Washington's rules for naming PLLCs. PLLCs must contain either the words "professional limited liability company," or the words "professional limited liability" and the abbreviation "Co." A PLLC can instead include the designation "P.L.L.C." or "PLLC." A PLLC organized to provide dental services must include the full names or last names of all members along with only the word "chartered" or the words "professional services" or the abbreviation "P.L.L.C." or "PLLC." (Wash. Rev. Code § 23.95.305 (2023).)
Service and membership restrictions. A Washington PLLC can only provide the professional services indicated in its certificate of formation. (Wash. Rev. Code § 18.100.080 (2023).)
Generally speaking, all members of a Washington PLLC must be licensed to provide the professional services offered by the PLLC. However, not all members must be licensed by the State of Washington as opposed to other states. For manager-managed PLLCs, at least one manager must be legally authorized to practice the PLLC's profession in Washington. (Wash. Rev. Code § 18.100.060 (2023).)

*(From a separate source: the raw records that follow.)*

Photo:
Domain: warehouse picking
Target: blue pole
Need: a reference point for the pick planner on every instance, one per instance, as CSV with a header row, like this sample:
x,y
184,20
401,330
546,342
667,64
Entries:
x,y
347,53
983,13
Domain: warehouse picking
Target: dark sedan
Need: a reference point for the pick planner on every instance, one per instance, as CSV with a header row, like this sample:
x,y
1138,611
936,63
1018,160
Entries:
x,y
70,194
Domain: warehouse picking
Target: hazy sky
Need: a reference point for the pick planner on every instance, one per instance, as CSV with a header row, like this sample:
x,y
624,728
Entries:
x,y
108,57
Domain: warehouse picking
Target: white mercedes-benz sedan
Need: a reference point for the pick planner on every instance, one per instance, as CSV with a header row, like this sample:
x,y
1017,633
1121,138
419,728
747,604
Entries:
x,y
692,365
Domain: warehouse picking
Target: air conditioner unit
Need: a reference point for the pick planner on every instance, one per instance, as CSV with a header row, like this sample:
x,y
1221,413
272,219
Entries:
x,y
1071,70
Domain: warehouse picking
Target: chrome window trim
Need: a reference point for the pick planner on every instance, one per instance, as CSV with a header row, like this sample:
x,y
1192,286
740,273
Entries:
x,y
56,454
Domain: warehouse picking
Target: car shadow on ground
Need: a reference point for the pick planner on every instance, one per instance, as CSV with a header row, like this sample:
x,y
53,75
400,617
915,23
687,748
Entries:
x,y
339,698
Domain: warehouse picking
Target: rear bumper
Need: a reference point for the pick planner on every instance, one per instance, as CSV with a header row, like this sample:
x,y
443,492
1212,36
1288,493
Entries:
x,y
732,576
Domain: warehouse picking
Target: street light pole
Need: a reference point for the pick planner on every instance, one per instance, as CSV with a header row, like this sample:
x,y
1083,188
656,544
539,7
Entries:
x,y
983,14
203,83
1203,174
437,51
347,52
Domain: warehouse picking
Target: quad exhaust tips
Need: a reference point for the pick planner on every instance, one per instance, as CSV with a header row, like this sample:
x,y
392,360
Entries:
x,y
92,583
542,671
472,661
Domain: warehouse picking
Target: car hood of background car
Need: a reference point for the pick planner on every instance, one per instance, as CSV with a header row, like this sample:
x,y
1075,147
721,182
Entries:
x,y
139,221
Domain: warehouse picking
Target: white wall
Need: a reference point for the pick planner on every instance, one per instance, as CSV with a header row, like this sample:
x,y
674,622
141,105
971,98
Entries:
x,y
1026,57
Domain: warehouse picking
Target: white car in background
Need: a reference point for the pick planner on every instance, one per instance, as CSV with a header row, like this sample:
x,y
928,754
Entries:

Filing articles of organization. You must file a certificate of formation with the Washington Secretary of State (SOS). You can file the certificate of formation online or download a blank certificate form from the SOS website. As of 2023, the filing fee is $200 if filed online and $180 if filed by mail.
Once you've reviewed your state's relevant laws, forming a PLLC is fairly straightforward. You'll need to make sure that you can form a PLLC in the first place and that you're only providing the type and number of services allowed under your state's laws.
Most professionals can form a PLLC on their own. But if you're unsure whether you can provide additional services, whether you can allow new members to your PLLC, or need help drafting your operating agreement, consider reaching out to a business attorney.